# 2 Blackhawks down



## RandomElk16 (Sep 17, 2013)

Had a KSL alert this morning about it. Pretty crazy!









2 National Guard Black Hawk helicopters crash in American Fork Canyon


Two Utah National Guard Black Hawk helicopters crashed following an incident in American Fork Canyon early Tuesday.




www.fox13now.com


----------



## Critter (Mar 20, 2010)




----------



## middlefork (Nov 2, 2008)

Sounds like everybody got out ok. Glad to hear.


----------



## backcountry (May 19, 2016)

Wow. So glad they survived.


----------



## DallanC (Jan 13, 2009)

Last time I drove to the top of Mineral Basin was 1988. Road wasn't too bad, the ole CJ-7 walked up there like it was nothing. This was long before Snowbird defiled that beautiful area with ski lifts and granola bar wrappers. 

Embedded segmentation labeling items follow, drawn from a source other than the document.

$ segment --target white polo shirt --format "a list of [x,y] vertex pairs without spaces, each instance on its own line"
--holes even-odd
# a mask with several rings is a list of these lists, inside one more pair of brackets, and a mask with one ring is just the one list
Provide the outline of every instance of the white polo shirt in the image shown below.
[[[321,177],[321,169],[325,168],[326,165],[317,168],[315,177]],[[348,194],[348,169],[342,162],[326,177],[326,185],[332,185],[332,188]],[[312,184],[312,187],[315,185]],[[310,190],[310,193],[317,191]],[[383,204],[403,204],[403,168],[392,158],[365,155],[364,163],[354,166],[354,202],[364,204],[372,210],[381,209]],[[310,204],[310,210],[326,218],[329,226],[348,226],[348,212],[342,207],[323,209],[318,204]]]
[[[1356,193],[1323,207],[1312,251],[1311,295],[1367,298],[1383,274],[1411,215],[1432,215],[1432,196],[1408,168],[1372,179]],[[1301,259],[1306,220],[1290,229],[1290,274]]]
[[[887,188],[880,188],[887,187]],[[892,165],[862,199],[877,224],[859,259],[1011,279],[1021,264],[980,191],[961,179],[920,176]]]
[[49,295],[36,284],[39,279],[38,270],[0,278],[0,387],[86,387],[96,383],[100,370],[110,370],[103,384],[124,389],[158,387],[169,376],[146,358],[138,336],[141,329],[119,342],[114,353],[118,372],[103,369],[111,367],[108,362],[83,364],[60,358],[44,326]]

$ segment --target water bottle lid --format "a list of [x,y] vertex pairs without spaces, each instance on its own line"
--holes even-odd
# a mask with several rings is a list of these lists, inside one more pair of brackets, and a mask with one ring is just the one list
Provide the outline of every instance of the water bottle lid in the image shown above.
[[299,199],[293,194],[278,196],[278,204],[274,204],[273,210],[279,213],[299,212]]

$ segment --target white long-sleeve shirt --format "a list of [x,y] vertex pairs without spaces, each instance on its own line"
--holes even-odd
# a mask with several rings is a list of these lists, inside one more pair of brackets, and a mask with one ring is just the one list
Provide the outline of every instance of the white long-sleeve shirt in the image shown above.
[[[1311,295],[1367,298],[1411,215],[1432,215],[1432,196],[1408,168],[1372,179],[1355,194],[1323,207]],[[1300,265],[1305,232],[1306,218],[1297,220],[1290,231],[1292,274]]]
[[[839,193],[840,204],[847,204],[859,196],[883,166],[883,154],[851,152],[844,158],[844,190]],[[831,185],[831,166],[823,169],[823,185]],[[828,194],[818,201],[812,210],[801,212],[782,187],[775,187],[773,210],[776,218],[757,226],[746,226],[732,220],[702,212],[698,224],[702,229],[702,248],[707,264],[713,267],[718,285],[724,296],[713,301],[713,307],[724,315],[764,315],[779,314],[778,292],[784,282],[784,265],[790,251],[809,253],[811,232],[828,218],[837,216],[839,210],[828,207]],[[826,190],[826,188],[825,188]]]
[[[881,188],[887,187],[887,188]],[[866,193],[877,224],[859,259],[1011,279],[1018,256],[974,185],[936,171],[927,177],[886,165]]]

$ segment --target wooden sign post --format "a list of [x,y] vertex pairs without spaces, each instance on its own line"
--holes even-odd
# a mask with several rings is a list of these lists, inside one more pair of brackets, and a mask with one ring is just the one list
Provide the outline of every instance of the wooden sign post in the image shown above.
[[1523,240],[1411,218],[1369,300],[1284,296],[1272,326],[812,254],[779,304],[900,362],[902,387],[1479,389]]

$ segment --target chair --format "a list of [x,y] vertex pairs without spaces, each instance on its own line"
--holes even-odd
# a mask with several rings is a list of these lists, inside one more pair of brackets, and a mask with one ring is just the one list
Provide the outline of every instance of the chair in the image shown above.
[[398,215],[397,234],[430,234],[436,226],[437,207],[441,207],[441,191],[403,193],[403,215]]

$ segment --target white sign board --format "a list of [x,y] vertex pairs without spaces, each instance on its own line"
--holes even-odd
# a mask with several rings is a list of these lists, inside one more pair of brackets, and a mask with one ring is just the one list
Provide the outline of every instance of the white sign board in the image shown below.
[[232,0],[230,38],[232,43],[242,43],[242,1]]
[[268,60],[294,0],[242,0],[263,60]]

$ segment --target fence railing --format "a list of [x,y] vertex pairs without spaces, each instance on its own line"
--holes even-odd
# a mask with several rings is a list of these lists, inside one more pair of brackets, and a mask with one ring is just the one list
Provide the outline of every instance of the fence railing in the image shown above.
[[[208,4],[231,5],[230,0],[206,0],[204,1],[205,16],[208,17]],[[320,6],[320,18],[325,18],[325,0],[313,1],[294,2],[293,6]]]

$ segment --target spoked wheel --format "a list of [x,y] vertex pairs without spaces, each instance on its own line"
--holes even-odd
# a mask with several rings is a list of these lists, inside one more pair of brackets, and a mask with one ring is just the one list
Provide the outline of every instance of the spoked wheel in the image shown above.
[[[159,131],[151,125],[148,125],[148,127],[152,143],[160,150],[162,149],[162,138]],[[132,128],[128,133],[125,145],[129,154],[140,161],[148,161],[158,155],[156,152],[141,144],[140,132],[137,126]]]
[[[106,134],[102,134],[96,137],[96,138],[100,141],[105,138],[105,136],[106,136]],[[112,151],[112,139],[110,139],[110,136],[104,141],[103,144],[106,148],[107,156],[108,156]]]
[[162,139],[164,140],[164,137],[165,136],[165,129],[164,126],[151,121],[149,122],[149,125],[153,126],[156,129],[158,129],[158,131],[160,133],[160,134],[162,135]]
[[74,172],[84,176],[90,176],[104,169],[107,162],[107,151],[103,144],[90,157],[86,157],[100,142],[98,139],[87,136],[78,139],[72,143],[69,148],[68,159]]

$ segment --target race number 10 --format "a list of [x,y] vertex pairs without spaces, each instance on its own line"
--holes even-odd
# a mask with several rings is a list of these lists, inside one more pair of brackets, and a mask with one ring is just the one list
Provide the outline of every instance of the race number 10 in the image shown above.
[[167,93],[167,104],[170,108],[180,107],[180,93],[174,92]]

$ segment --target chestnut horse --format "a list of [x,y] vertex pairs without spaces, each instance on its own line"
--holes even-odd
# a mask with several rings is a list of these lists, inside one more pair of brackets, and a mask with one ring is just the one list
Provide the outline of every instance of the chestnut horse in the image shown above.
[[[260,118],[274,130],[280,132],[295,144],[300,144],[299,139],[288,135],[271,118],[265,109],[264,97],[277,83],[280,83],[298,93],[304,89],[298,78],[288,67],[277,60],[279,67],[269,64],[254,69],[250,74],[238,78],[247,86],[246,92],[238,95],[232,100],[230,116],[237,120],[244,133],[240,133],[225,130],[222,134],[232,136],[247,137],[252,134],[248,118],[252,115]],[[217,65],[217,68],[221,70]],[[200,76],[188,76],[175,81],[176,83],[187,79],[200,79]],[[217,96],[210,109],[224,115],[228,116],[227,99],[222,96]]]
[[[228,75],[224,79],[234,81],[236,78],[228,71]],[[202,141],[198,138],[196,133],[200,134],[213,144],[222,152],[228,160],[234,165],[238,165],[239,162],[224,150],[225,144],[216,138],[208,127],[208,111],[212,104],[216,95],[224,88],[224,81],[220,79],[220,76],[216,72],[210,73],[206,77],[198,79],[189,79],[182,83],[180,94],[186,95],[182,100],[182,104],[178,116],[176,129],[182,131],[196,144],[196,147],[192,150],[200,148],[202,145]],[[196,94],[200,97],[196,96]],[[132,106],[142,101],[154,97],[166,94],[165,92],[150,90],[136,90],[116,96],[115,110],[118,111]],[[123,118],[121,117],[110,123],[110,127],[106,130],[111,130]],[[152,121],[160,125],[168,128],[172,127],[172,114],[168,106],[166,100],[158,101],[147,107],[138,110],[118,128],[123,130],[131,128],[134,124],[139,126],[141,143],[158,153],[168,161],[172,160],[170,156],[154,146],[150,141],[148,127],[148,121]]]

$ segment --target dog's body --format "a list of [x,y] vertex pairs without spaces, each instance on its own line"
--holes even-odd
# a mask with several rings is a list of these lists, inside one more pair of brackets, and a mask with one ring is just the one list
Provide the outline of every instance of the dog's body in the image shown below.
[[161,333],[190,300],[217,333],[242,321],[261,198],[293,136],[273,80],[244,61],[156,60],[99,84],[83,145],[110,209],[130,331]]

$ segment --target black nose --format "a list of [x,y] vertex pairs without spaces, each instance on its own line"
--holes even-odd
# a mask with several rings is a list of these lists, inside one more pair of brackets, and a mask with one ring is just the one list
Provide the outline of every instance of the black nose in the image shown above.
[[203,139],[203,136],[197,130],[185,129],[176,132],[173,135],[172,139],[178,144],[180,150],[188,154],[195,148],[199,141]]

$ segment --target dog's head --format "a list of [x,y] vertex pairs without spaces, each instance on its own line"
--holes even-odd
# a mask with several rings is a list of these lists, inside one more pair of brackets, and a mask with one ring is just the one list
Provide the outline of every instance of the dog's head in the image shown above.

Anywho, this past summer I took the family on a drive up there. I was blown away by how bad the road had gotten, full lockers front and rear in the jeep and crawling up some pretty nasty obstacles. We made it up 2/3 of the way before turning around and heading back down. I like to drive up rough roads... but the older I get the less I like to fix broken crap. Heh... 

Its a beautiful area for sure.

-DallanC


----------